At first, you should disable the -e flag if you have it enabled as that disables logging to a file. We will need to log everything to a file because our liveness probe will try reading it to see if that error has occurred. Newer versions have this option but I found that it does not work well in practice. YMMV.

Then, we should enable logging to a file. Do that by adding the following to your Filebeat configuration:

logging.to_files: true
logging.files:
  keepfiles: 2

The only two options which are relevant to us are those. First of all, let’s turn on logging to files by logging.to_files. Then, we also want to keep a minimal number of files because they won’t be shipped anywhere, they will only be used for the liveness probe. Do that with the keepfiles option. Obviously, feel free to modify other options if needed for your use-case.

The final part is the actual liveness probe. To do that, modify your container’s specification by adding this block:

--- 
livenessProbe: 
  exec: 
    command: 
      - /bin/sh
      - "-c"
      - "! (/usr/bin/grep 'Error creating runner from config: Can only start an input when all related states are finished' /usr/share/filebeat/logs/filebeat)"
  initialDelaySeconds: 60
  periodSeconds: 10

I recommend setting the initial delay to about 30 seconds or so to give Filebeat enough time to create the log file and populate it with initial data. Depending on your other logging configuration and volume, you might want to either increase or decrease the sensitivity of this check by either making the period smaller or reduce the number of times (failureThreshold) the command has to fail before Kubernetes makes a conclusion that the container does not work anymore.

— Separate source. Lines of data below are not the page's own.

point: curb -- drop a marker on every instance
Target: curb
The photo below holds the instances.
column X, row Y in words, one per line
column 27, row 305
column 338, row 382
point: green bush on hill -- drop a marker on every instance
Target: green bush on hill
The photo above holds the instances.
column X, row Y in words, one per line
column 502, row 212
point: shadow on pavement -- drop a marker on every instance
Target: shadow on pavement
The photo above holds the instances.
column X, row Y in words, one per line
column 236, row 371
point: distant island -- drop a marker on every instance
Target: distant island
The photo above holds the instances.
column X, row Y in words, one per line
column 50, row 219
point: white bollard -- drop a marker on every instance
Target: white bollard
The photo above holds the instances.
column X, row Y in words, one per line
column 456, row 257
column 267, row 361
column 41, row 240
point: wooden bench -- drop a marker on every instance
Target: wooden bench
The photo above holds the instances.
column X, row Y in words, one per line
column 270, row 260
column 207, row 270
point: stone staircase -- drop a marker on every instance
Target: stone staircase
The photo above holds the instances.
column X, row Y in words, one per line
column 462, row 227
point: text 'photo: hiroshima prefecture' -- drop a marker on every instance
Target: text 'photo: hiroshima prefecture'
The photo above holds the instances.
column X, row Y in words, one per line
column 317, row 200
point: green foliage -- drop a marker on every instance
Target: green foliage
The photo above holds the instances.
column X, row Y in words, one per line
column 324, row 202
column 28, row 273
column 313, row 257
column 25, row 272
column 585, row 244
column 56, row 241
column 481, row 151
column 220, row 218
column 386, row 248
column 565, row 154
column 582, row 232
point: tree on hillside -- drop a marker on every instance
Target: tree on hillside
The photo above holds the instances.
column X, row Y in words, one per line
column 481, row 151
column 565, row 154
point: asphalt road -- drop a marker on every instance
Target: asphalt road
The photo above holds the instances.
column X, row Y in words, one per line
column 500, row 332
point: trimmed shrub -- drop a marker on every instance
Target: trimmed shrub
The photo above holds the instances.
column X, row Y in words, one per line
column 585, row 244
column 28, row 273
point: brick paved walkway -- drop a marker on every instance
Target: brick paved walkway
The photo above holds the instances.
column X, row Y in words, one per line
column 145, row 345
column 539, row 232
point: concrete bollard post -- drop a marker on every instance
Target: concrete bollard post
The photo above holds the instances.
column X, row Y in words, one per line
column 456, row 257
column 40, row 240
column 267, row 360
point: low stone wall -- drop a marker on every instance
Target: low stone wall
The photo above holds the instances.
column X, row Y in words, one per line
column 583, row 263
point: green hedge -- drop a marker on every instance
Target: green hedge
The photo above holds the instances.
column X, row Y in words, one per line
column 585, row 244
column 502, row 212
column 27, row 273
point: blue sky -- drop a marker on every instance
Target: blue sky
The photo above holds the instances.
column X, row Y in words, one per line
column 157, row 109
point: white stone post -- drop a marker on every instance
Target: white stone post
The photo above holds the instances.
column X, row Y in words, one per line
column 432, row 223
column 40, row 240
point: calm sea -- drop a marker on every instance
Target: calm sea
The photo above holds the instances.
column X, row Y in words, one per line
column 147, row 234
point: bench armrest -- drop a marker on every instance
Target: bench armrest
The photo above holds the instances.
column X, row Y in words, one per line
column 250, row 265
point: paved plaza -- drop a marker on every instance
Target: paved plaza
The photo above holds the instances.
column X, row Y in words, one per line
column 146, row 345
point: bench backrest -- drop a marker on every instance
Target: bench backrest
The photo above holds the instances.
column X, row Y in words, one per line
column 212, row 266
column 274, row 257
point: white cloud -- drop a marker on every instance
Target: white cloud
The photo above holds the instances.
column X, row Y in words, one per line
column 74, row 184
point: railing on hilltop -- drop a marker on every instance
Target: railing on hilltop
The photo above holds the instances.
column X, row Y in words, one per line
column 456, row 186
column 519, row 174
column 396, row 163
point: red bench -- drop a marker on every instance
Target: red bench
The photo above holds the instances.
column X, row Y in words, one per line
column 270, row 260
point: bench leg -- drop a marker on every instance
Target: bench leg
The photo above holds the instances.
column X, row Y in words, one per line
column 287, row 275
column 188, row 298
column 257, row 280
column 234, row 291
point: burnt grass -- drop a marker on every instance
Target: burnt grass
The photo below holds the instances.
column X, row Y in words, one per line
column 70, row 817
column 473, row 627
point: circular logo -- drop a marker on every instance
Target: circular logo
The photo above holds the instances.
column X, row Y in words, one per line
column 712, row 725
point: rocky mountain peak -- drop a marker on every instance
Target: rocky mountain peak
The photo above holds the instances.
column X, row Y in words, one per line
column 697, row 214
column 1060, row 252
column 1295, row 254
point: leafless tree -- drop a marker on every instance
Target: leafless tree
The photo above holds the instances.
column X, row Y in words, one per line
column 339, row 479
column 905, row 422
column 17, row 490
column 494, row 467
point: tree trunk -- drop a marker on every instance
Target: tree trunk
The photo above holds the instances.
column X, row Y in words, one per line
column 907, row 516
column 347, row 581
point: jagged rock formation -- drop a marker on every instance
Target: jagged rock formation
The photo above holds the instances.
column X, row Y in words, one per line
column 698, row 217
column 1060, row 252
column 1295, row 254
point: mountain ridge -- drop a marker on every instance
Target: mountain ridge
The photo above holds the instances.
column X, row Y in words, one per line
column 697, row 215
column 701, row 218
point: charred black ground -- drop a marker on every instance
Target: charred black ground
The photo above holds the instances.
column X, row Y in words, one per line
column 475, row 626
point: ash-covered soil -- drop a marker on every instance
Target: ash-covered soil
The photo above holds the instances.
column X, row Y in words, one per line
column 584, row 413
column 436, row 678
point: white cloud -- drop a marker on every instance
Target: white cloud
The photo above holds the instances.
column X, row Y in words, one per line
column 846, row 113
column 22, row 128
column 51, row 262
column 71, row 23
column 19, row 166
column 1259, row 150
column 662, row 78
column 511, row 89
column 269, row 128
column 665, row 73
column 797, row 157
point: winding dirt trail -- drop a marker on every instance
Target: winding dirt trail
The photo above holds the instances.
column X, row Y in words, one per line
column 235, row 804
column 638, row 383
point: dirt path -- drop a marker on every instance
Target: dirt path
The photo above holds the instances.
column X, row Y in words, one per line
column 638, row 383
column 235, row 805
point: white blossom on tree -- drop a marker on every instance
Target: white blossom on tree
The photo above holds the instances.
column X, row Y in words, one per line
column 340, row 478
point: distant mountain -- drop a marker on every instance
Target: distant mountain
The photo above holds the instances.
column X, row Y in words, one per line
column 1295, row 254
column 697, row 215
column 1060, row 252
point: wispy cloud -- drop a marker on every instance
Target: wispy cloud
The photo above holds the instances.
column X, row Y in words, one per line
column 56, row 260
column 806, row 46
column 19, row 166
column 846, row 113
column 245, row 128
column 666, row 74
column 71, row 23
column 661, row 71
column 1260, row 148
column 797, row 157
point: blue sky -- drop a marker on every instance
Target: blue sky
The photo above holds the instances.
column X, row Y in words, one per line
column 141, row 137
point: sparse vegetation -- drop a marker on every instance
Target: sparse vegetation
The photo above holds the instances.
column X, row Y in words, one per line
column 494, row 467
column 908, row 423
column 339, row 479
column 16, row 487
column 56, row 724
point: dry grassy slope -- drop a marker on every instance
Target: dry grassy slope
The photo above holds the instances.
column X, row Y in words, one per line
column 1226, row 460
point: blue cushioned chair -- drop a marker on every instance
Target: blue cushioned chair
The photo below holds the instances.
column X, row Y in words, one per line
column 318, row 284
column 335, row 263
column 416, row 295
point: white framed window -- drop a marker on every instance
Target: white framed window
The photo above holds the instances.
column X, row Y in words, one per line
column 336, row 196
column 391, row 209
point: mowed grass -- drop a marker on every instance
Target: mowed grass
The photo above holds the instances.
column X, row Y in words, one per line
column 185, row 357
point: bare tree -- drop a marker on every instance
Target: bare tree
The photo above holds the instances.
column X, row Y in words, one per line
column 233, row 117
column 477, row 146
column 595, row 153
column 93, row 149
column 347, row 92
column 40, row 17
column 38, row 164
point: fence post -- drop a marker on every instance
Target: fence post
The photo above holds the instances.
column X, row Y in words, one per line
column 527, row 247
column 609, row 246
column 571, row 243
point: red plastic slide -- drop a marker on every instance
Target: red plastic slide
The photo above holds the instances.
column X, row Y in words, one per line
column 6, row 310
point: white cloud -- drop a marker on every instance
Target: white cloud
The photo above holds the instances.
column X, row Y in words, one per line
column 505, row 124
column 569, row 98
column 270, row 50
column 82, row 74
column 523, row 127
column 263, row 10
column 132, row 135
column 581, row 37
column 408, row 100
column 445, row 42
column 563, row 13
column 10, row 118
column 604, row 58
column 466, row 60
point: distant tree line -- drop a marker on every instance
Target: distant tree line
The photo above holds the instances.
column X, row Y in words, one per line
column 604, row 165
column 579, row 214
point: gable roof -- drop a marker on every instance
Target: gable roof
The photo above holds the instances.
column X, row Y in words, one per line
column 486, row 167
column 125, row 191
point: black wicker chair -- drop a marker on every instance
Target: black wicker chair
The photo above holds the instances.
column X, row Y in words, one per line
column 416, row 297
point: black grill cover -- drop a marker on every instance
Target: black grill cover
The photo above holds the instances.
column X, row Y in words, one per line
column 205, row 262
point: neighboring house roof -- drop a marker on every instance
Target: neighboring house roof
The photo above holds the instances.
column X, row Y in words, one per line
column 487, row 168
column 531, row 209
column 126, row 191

I’m sure that this is not the only case of liveness probes being thought of and used like that. Hopefully, this workaround will not be an instance of the old adage “there is nothing more permanent than a temporary solution”. I am certain that the Filebeat developers will fix this problem in the near future. It’s a good piece of software. Let me know if you encounter any problems with this solution or if you have any comments.